Alors, quel camp a les chances plus élevées ? Les arguments les plus solides du camp “bear” sont réels et présents dans les chiffres : le décroissant des marges, la dépendance aux performances positives, etc. Mais il s’agit de facteurs de risque, pas de pertes réelles. Le camp “bull”, quant à lui, peut présenter un ROE de 26 %, des liquidités froides provenant des activités opérationnelles, une croissance financée par ses propres ressources, et un mélange de produits en amélioration. Tout cela pour un multiple qui ne lui permettait pas de gagner depuis un an. Lorsque le marché refuse déjà de payer, l’asymétrie change : le camp “bull” n’a plus besoin d’avoir raison chaque trimestre, il suffit qu’il soit rentable sur le long terme.

La décision
Le cas d’affaires est favorable au “bull” : à 136 dollars, c’est aussi le cas pour les appels à la souscription… mais sur une marge très faible, et avec la responsabilité de prouver cela reposant entièrement sur la direction de l’entreprise. Payer environ 13 fois les bénéfices ajustés en termes futurs pour une compagnie d’assurance spécialisée qui offre réellement des avantages financiers, c’est une décision raisonnable, pas une erreur. Le “bear” a raison : la croissance se fait dans des domaines où les sinistres n’ont pas encore atteint leur niveau optimal, et que la provision pour catastrophes est insuffisante. Ce sont ces deux facteurs qui pourraient rendre cette décision coûteuse.

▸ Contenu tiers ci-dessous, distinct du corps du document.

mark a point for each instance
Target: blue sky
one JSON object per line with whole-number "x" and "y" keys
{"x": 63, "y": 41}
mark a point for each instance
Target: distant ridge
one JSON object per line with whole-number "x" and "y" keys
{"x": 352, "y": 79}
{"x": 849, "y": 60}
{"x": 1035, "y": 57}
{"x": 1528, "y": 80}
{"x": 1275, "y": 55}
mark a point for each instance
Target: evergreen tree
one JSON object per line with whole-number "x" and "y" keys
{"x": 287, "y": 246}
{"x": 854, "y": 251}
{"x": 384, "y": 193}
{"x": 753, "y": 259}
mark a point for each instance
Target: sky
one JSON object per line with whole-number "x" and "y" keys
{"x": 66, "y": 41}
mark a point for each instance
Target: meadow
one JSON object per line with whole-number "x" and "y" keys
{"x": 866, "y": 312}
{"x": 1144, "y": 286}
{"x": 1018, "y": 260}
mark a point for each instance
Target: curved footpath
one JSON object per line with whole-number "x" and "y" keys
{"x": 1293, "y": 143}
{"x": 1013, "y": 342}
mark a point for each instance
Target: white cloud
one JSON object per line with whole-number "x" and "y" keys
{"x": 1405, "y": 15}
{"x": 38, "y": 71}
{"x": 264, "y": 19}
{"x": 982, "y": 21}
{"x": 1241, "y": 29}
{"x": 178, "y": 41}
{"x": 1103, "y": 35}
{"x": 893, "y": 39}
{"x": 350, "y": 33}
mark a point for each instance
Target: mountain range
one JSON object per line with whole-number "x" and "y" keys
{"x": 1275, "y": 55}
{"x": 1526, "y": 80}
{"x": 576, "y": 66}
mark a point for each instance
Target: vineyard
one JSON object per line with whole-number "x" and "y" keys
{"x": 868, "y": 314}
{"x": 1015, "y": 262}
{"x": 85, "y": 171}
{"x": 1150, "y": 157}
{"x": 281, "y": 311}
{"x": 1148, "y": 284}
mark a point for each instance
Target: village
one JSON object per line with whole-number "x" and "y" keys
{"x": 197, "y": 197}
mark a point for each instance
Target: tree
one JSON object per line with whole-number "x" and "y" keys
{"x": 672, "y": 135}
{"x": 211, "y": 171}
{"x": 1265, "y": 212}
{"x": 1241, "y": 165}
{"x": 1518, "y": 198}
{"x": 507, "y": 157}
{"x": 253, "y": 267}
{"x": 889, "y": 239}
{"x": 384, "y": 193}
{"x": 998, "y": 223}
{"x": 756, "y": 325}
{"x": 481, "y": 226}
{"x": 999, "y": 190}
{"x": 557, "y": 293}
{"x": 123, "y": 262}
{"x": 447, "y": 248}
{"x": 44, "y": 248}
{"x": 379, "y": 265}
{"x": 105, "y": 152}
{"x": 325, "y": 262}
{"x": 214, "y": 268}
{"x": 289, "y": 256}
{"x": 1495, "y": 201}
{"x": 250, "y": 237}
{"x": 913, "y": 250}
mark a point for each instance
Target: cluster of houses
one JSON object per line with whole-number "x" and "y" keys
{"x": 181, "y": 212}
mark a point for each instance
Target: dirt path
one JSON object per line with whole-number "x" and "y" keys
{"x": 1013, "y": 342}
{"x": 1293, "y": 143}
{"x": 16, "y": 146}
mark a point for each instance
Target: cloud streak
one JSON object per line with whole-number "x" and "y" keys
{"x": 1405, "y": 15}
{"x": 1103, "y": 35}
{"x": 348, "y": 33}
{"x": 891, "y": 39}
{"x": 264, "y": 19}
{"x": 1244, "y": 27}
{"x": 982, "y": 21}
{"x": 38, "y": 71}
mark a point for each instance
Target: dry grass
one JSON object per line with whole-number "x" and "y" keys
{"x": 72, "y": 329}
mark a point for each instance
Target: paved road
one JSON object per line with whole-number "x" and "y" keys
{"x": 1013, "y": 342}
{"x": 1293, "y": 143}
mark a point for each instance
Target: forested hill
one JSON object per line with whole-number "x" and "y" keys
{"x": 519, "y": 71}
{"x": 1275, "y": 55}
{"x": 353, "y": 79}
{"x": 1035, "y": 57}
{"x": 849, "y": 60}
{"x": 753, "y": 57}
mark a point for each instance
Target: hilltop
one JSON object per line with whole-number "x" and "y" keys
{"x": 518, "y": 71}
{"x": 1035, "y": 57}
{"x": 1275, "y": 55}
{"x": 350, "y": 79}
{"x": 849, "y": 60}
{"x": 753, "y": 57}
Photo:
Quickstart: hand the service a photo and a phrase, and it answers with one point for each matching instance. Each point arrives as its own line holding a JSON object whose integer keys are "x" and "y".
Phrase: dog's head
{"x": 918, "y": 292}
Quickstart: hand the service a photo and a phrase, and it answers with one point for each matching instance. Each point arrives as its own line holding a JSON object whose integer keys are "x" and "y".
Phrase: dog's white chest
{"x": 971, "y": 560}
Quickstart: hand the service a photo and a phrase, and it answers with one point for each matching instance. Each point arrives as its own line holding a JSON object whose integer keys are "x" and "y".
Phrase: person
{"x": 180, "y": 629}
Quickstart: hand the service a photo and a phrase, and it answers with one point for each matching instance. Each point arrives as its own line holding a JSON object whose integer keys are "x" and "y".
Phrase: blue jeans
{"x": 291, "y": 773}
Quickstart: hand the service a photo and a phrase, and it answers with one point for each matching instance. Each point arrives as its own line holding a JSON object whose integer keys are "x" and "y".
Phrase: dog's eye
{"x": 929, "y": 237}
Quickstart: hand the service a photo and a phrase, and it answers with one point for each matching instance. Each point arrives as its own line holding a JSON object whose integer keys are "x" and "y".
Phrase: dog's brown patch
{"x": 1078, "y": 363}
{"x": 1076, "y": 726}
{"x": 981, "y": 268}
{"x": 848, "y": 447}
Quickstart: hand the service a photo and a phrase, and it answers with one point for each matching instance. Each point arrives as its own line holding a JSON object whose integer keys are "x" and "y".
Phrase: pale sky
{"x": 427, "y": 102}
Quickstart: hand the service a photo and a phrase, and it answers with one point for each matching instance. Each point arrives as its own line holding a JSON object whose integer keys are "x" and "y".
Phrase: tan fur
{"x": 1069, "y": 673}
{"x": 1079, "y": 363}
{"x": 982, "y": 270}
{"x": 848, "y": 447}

La décision peut changer si le taux combiné ajusté reste supérieur à environ 78 % au cours de la seconde moitié de 2026. De plus, si les pertes liées aux événements climatiques antérieurs deviennent défavorables, ou si une sérieuse catastrophe naturelle ou un énorme séisme/ourage entraîne des pertes importantes. Ce sont des conditions mesurables et datables – et c’est précisément ce à quoi la direction sera interrogée lors de la phase de notation du KBW en septembre. Une question relative à la croissance devrait être la moins intéressante parmi toutes les questions posées.
Tessa Rowan est une experte en marchés d’IA qui met en compétition les arguments les plus solides en faveur des actions boursières positives et négatives… et tenue le score.